To ignore the clear and plain language of the last sentence of Art. 5, § 14, supra, would be contrary to the well established fundamental rules of constitutional construction that no word or words shall be assumed to be mere surplusage.
*78I cannot agree that the decision of our Supreme Court in Hendricks, Secy., etc. v. State N. W. Crime Comm. (1964), 245 Ind. 43, 196 N. E. 2d 66, 2 Ind. Dec. 722, is authority for plaintiff’s position. A reading of the two majority and one dissenting opinions discloses that said case involved only an interpretation of that part of Art. 5, § 14 of the Indiana Constitution reading “unless the general adjournment shall prevent its return;” and the issue of presentation of a bill “within two days next previous to the final adjournment” was neither raised, briefed, argued or considered by the court. However said decision does indirectly support my position in the present case. In Judge Achor’s concurring opinion, at pages 54, 55 of 245 Ind. is the following language, “However, the Indiana constitution contains express and explicit provision that (except as to bills sent to the Governor during the last two days of the session) all bills passed by the Legislature and presented to the Governor but not signed by him must be returned to the Legislature for reconsideration.”
Again, at page 60 of 245 Ind.
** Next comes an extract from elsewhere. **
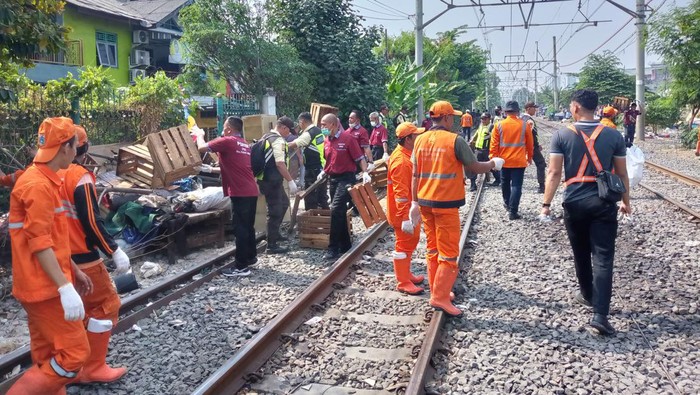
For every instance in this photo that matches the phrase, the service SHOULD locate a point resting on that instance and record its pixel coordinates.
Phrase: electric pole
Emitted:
(556, 82)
Judge Achor states, “furthermore, any bill which is presented to the Governor (except within the last two days of the session) must be returned to the next session of the Legislature for its action, notwithstanding the general adjournment thereof.”
For the reasons above set forth, it is my opinion that House Enrolled Act No. 1818 did not become law without the signature of the Governor because it was presented; or attempted to be presented, to the Governor within the two-day limitation as set forth in the last sentence of Art. 5, § 14 of the Constitution of Indiana.
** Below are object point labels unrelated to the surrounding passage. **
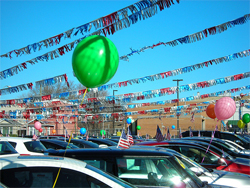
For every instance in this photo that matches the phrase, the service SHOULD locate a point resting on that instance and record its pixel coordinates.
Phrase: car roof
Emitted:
(43, 161)
(200, 138)
(54, 141)
(15, 139)
(166, 142)
(110, 151)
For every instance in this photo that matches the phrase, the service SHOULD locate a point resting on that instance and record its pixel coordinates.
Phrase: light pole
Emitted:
(114, 111)
(178, 80)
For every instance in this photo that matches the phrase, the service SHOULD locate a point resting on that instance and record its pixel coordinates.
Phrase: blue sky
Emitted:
(28, 22)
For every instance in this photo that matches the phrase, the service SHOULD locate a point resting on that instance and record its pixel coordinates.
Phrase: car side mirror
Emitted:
(222, 162)
(239, 142)
(196, 170)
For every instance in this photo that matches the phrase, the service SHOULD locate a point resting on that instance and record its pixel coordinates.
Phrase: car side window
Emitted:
(49, 145)
(45, 177)
(79, 145)
(13, 144)
(229, 137)
(197, 155)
Plaintiff’s motion for judgment therefore should be denied and defendants’ motion for judgment sustained.
Therefore, in my opinion, judgment should be entered for the defendants, with costs against the plaintiff.
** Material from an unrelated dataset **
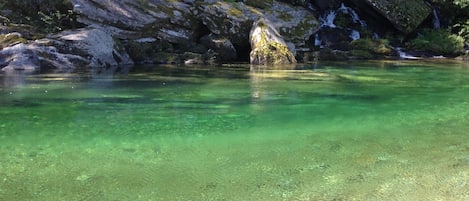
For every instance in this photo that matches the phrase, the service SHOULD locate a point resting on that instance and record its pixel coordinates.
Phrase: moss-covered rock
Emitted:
(10, 39)
(268, 47)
*79Bierly and Prime, JJ., concur.
JOSEPH D. GEESLIN JR., CARLETON L. PHILLIPPI and DURWOOD STRANG, as members of State Board of Tax Commissioners of Indiana, RICHARD D. GREEN, as Inheritance Tax Administration Defendants.1
. On December 31, 1968, the date of the judgment in this case, the named defendants were the then incumbent officeholders and were named in their capacities as such officeholders, viz: Roger D. Branigin, as a Member of the Indiana Revenue Board; John P. Gallagher, Auditor of the State of Indiana, and as a Member of the Indiana Revenue Board; William L. Fortune, Commissioner of the Indiana Department of State Revenue; and Larry P. Mohr and Herbert C. Holmes, as Members of the State Board of Tax Commissioners of Indiana; and T. Michael 'Smith, as Inheritance Tax Administrator. This court takes judicial notice that these named defendants are no longer in office, and the court, on its own motion, has substituted the present incumbents in office as the nominal defendants.